Secondo l’analista, nonostante i successivi tentativi di rilanciare il Jcpoa sotto l’Amministrazione Biden abbiano ottenuto fino a oggi solo risultati limitati, la complessa situazione economica e diplomatica in cui si trova l’Iran ora potrebbe spingere Teheran ad accettare dei nuovi criteri imposti da Washington, portando alcuni benefici anche a Israele, primo paese a rischio, per via della sua prossimità geografica. “Resta il fatto che, almeno per ora, siamo rimasti fuori dai giochi. Non solo riguardo l’accordo sul nucleare ma anche riguardo alla normalizzazione dei rapporti diplomatici nell’area del Golfo, che per ora comprende solo accordi tra Stati Uniti e Arabia Saudita e con gli Houthi dello Yemen, che continuano a colpirci quotidianamente con missili balistici. Israele è stata esplicitamente esclusa dal tavolo dei negoziati, non ci sono dubbi. Ma questo viaggio – continua Barel – è stato fondamentale per mostrare come a Trump interessi consolidare un rapporto di fiducia tra i leader del Golfo e gli Stati Uniti. Questo potrebbe avere effetti benefici anche per noi”.

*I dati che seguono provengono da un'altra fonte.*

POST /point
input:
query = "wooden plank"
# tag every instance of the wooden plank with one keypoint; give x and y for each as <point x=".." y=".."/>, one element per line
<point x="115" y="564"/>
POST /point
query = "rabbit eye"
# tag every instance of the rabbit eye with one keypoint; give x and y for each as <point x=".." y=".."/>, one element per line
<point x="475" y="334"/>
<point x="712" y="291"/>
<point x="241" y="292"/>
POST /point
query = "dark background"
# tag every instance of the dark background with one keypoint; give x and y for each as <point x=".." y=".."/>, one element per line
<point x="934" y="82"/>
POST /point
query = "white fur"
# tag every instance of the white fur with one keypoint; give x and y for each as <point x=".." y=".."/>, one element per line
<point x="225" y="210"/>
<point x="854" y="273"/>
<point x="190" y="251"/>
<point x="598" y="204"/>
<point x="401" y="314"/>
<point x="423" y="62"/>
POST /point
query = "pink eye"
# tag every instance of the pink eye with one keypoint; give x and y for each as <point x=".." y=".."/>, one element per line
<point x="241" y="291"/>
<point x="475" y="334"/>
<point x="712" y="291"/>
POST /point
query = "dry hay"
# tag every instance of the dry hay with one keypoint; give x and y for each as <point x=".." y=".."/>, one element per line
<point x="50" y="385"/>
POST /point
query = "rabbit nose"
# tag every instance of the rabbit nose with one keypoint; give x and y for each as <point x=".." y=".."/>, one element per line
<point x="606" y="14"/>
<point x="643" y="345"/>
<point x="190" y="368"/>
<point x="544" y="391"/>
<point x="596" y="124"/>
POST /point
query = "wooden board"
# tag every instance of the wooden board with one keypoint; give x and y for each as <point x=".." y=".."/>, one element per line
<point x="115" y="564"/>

“E non dimentichiamoci – conclude Rosner – di come, storicamente, gli Stati Uniti abbiano sempre tenuto un piede in due scarpe, proprio per aver maggior possibilità di manovra a nostro sostegno. Se nel secondo dopoguerra non avessero mantenuto stretti rapporti diplomatici con il Cairo, nel 1979 Begin e Sadat non sarebbero giunti a firmare il trattato di pace tra Israele ed Egitto. Oggi si tratta di fare i conti con il Qatar, se questo è il prezzo da pagare per garantire, su amplia scala, la sicurezza dell’intera regione”.